Arts Theatre, 23 Jan 2018
This slickly directed (by Jane Jeffery) showcase featured ALRA South’s 23 graduating students – fifteen male and eight female. That rather unusual imbalance meant that the twenty three extracts (mostly duologues) found more for the men to do than the women.
I would have liked, for example, to have seen Victoria Priddice in a third role. She was a delight as Caitrin in that showcase old favourite the weeing-in-the-graveyard scene from Love Steals us From Loneliness and then very strong as Amanda in Jack Stacey’s Filthy. In the latter she and Conrad Williamson as Robbie were listening attentively to each other and making accomplished use of silence.
Another one to watch is Matthew Farmer who gave us three very different roles. He glistened slimily as a fly art dealer in Ten Storey Love Song by Luke Barnes, became an urbane, rather tricky doctor in Joe Penhall’s Blue/Orange and a very plausible ex boyfriend in Marine Parade by Simon Stephens. He’s a fine actor.

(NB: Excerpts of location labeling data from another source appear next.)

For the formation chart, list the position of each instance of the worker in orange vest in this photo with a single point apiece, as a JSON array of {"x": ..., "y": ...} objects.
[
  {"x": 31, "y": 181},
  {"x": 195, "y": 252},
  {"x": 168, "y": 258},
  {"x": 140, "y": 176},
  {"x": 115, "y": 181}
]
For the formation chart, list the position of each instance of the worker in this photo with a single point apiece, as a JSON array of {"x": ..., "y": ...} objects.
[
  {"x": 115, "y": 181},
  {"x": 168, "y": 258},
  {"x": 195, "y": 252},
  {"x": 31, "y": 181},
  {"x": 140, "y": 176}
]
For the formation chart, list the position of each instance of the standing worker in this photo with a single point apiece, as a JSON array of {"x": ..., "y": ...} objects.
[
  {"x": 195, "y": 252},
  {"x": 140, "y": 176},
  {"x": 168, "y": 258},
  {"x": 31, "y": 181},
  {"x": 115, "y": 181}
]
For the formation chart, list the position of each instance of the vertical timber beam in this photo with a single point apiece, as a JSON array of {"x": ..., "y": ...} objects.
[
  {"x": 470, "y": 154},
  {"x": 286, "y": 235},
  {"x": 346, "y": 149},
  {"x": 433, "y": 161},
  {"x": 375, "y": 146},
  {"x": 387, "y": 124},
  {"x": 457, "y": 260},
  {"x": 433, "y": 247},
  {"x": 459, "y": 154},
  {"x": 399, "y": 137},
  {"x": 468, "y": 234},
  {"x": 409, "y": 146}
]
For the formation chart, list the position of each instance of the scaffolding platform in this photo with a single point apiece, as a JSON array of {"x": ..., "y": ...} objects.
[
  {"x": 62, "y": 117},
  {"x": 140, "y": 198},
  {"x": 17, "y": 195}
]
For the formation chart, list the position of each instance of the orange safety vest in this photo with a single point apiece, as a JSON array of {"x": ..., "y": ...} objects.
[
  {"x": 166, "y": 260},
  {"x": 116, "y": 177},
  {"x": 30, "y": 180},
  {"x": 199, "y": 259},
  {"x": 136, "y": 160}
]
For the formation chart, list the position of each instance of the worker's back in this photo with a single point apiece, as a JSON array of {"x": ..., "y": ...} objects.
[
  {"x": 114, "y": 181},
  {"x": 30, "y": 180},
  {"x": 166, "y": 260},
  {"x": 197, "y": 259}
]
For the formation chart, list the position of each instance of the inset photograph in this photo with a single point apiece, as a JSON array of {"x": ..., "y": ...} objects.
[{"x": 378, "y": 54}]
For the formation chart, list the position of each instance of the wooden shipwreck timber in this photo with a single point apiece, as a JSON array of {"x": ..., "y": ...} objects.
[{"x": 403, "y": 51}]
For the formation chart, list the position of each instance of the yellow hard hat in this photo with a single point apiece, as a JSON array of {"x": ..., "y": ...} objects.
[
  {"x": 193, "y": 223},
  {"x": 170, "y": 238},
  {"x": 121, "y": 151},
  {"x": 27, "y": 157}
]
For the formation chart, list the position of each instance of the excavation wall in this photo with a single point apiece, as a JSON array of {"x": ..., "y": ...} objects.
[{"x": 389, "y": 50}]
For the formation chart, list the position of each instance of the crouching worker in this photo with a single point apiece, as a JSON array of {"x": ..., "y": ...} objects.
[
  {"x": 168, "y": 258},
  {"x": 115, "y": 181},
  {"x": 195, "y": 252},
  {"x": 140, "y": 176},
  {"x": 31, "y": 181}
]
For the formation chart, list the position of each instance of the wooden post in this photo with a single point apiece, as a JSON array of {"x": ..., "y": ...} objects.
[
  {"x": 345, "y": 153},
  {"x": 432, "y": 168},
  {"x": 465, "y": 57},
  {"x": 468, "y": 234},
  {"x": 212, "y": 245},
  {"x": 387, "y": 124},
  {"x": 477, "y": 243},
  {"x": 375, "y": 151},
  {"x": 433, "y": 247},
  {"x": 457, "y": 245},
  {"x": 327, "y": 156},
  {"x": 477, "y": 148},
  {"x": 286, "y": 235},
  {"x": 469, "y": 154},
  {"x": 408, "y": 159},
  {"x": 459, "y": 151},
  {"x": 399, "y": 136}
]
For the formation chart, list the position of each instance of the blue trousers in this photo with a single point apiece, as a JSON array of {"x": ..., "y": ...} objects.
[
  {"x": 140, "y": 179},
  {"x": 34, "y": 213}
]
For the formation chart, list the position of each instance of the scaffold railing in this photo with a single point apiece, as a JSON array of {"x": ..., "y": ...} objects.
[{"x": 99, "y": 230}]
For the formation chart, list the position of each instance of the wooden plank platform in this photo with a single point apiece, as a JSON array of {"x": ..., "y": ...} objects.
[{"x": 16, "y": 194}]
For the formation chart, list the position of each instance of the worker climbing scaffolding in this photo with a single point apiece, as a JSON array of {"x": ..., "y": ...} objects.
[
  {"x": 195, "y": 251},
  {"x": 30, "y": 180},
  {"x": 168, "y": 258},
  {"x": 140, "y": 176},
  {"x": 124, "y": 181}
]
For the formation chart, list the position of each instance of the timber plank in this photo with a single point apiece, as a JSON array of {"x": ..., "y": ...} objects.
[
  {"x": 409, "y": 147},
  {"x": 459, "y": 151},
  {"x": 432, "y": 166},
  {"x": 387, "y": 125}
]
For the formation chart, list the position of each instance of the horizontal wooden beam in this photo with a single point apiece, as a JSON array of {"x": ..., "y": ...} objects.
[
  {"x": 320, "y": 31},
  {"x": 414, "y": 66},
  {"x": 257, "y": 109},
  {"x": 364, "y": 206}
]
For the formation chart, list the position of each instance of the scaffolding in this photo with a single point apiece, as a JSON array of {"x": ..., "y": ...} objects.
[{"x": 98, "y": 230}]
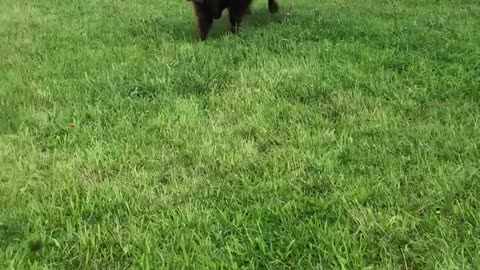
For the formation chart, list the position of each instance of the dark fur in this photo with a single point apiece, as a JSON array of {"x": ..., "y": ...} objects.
[{"x": 208, "y": 10}]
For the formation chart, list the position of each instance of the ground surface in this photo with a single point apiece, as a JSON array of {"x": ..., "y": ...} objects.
[{"x": 344, "y": 135}]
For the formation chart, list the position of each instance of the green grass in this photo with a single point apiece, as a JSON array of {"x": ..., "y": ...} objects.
[{"x": 334, "y": 135}]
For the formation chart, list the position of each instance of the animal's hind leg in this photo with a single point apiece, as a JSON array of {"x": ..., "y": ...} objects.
[
  {"x": 204, "y": 20},
  {"x": 273, "y": 6}
]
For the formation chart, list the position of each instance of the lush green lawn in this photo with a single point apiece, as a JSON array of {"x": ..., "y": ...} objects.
[{"x": 337, "y": 134}]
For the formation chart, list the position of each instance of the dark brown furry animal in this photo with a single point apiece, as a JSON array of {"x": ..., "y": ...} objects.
[{"x": 208, "y": 10}]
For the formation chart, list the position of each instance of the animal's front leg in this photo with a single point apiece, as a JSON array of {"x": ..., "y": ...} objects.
[
  {"x": 204, "y": 20},
  {"x": 272, "y": 6},
  {"x": 235, "y": 16}
]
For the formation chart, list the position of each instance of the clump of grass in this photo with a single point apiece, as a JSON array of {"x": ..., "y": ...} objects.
[{"x": 342, "y": 135}]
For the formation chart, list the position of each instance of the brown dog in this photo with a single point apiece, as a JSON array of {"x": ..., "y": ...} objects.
[{"x": 208, "y": 10}]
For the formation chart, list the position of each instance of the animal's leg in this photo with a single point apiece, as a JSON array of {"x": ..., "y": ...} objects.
[
  {"x": 235, "y": 15},
  {"x": 272, "y": 6},
  {"x": 204, "y": 20}
]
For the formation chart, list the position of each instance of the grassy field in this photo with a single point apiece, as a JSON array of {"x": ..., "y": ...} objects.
[{"x": 334, "y": 135}]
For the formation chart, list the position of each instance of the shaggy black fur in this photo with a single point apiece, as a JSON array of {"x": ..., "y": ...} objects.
[{"x": 208, "y": 10}]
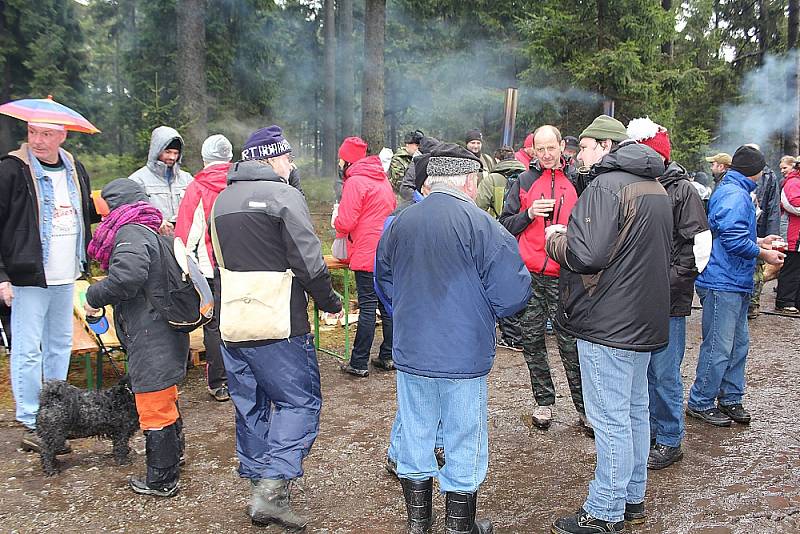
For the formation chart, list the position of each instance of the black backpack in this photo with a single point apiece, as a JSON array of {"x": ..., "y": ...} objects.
[{"x": 188, "y": 302}]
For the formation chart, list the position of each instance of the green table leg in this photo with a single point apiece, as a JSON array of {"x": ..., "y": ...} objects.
[{"x": 87, "y": 363}]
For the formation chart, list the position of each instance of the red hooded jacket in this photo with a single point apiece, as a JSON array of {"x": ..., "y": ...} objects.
[
  {"x": 195, "y": 209},
  {"x": 367, "y": 199}
]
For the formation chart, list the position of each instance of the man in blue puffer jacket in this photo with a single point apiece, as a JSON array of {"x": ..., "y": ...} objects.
[
  {"x": 724, "y": 288},
  {"x": 449, "y": 270}
]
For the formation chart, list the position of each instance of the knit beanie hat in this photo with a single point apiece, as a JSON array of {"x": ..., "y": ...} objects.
[
  {"x": 528, "y": 141},
  {"x": 605, "y": 127},
  {"x": 651, "y": 134},
  {"x": 217, "y": 148},
  {"x": 353, "y": 149},
  {"x": 748, "y": 160},
  {"x": 473, "y": 135},
  {"x": 265, "y": 143}
]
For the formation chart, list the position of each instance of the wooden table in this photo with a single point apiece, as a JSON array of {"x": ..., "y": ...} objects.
[{"x": 334, "y": 264}]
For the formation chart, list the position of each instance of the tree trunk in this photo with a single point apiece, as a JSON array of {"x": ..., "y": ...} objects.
[
  {"x": 372, "y": 101},
  {"x": 667, "y": 46},
  {"x": 347, "y": 68},
  {"x": 191, "y": 77},
  {"x": 791, "y": 144},
  {"x": 329, "y": 158}
]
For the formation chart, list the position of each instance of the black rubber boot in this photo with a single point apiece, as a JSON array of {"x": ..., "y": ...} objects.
[
  {"x": 419, "y": 504},
  {"x": 163, "y": 453},
  {"x": 461, "y": 515},
  {"x": 269, "y": 503}
]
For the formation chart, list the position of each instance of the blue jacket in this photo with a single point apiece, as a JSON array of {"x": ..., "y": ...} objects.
[
  {"x": 449, "y": 270},
  {"x": 732, "y": 221}
]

So is Victor Oisin, who commands the stage whenever he’s on it. His turn as actorly-voiced Ira Aldridge, sacked for playing Othello too well in Lolita Chakrabarti’s Red Velvet, was so powerful and convincing that I wanted to see him to the rest of it. In complete contrast was his gor-blimey Tom in Occupied by Carla Grauls, including his mincing about pretending to be a girl. Expect to see more of this one.
I also admired Stefan Race’s work. He has a very unusual – and no doubt castable – face topped with Simon Rattle style curly hair. He gave us a dictatorial theatre director in the opening Mephisto by Ariadne Mnouchkine followed by an anxious schoolboy in Jonathan Harvey’s Beautiful Thing .
It’s always a treat (and not that common) to see Shakespeare in a showcase and Eve Humphreys found exactly the right level of vulnerable disdain for Olivia in Twelfth Night – speaking the verse with measured, incisive confidence.
Twenty three extracts in under an hour meant that this showcase was a bit bitty and a tad indigestible but that’s a generic showcase problem. It isn’t a criticism of ALRA. And I liked the framing, short, dialogue-free films at the beginning and end which allowed us to see their faces close up – in some dramatically interesting situations.